Table-Level Privileges
When you create a table with the CREATE TABLE statement, you are the table owner and automatically receive all table-level privileges. You cannot transfer ownership to another user, but you can grant table-level privileges to another user or to a role. (See, however, RENAME TABLE statement, which can change both the name and the ownership of a table.)
Element | Description | Restrictions | Syntax |
---|---|---|---|
column | Column on which the References, Select, or Update privilege is granted. Default scope is all columns of table, view, or synonym. | Must be a column of the table, view, or synonym | Identifier |
owner | Name of the user who owns the table, view, or synonym | Must be a valid authorization identifier | Owner name |
synonym, table, view | Synonym, table, or view on which privileges are granted. | Must exist in the current database | Identifier |
Privilege | Effect |
---|---|
INSERT | Lets you insert rows |
DELETE | Lets you delete rows |
SELECT | Lets you access any column in SELECT statements. You can restrict the Select privilege to one or more columns by listing the columns. |
UPDATE | Lets you access any column in UPDATE statements. You can restrict the Update privilege to one or more columns by listing the columns. |
REFERENCES | Lets you define referential constraints on columns. You must have the Resource privilege to take advantage of the References privilege. (You can add, however, a referential constraint during an ALTER TABLE statement without holding the Resource privilege on the database.) You need only the References privilege to indicate cascading deletes. You do not need the Delete privilege to place cascading deletes on a table. You can restrict the References privilege to one or more columns by listing the columns. |
INDEX | Lets you create permanent indexes. You must have the Resource privilege to use the Index privilege. (Any user with the Connect privilege can create an index on temporary tables.) |
ALTER | Lets you add or delete columns, modify column data
types, add or delete constraints, change the locking mode of the table
from PAGE to ROW, or add or drop a corresponding ROW data type for
your table. It also lets you enable or disable indexes, constraints
and triggers, as described in SET Database Object Mode statement.

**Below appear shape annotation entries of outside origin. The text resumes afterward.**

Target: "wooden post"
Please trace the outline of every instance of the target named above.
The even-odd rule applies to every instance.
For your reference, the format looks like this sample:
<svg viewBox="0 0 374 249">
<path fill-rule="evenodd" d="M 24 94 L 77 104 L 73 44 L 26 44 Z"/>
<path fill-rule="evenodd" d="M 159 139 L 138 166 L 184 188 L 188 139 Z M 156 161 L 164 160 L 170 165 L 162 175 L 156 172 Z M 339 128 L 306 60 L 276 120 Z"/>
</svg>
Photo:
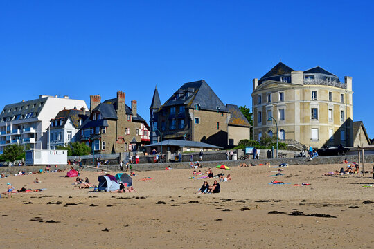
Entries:
<svg viewBox="0 0 374 249">
<path fill-rule="evenodd" d="M 365 175 L 365 169 L 364 169 L 365 166 L 365 149 L 362 148 L 362 176 Z"/>
</svg>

You must have the Resource privilege to use the Alter privilege. In addition, you also need the Usage privilege for any user-defined data type affected by the ALTER TABLE statement. |
UNDER | Lets you create sub-tables under a typed table. |
ALL | Provides all privileges listed above. The PRIVILEGES keyword is optional. |
You can narrow the scope of a Select, Update, or References privilege by specifying the columns to which the privilege applies.
Specify the keyword PUBLIC as user if you intend the GRANT statement to apply to all users.
Some simple examples that follow illustrate how to give table-level privileges with the GRANT statement.
GRANT DELETE, SELECT, UPDATE (customer_num, fname, lname) ON customer TO mary, john;
GRANT DELETE, SELECT, UPDATE (customer_num, fname, lname) ON customer TO PUBLIC;
GRANT UNDER ON tab1 TO john;
After receiving the Under privilege on table tab1, user john can create one or more subtables under tab1.